Bio: Dimitris is a Principal BSS/OSS Consultant with more than 10 years’ experience in Telco industry. He is specialized in Oracle solutions and obtains a variety of Oracle certifications (Digital BSS Transformation/RODOD, RSDOD/SNO/OSM Implementation Specialist). He is expert in Oracle OSM. He has participated in major Transformation projects for Telco Operators all over Europe (telco services provider, VODAFONE, AMC, GLOBUL/TELENOR, COSMOROM, CYTA, CableNet, Orange, MTN). During Missing Use case’s project for telco services provider he fulfilled Scrum Master’s role.

 

Theofanis Fragkoulis (T.F.): Software Engineer and member of the Dev team of the project

 

 

 

 

 

 

 

Bio: IT generalist and experienced consultant. Holder of B.Sc. in Computer Science. Having more than 10 years of experience in Telecom and other industries with a variety of roles. Have taken part in various integration projects with clients as telco services provider, Ericsson, and Telia. Experience in Consumer Goods and Services industry with roles as Product manager and software engineer. Prefer to work at the borderline between technology and business and keep constantly updated with technology trends.

 

Note: The facilitation and questioning were done by Lampros Lamprou.

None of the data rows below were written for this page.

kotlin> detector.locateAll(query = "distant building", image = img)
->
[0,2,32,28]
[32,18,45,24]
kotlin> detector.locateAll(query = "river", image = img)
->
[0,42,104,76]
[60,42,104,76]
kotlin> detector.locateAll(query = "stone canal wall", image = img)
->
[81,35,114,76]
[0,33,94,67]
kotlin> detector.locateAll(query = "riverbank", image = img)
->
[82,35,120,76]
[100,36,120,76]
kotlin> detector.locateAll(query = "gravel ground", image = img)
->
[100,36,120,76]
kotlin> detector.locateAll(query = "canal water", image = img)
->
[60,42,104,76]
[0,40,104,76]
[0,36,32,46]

Greetings all and thank you for being here on a busy Wednesday afternoon! As I have already told you, I want us to reflect, through a series of emergent questions, on how we managed the agile adaptation of the MUCs project. What’s the aftertaste in your mouths after some time has gone by? So, let’s get the show started, shall we?

Q: Agile knocked on your door. Your project has been decided to turn agile. How would you describe your experience so far? What has changed?

D.P.: Agile was imposed on the project. Just to be clear, when it was announced I objected; it seemed like a huge overhead! I was not willing to accept it! Not far down the road, I want to say a couple of weeks in, I changed my mind. We approached it astray from doctrines and agreed to do as much of it as would fit without breaking the project. So not 100% agile as per some specific framework but agile enough to start noticing results. We became shiftier and more results driven. The team had greater understanding of what was expected of them, both on team and individual level. Decision making got lightning fast; and from the proper stakeholders. Still, there was room for improvement. We adopted slowly but steadily. We still fight to understand our roles wearing different hats but as more time will be granted to us under the agile umbrella, we will figure out more and rip additional benefits. To sum up, it helped greatly that we refrained from a strict approach over a fixed contract clearly cut for a prescriptive approach!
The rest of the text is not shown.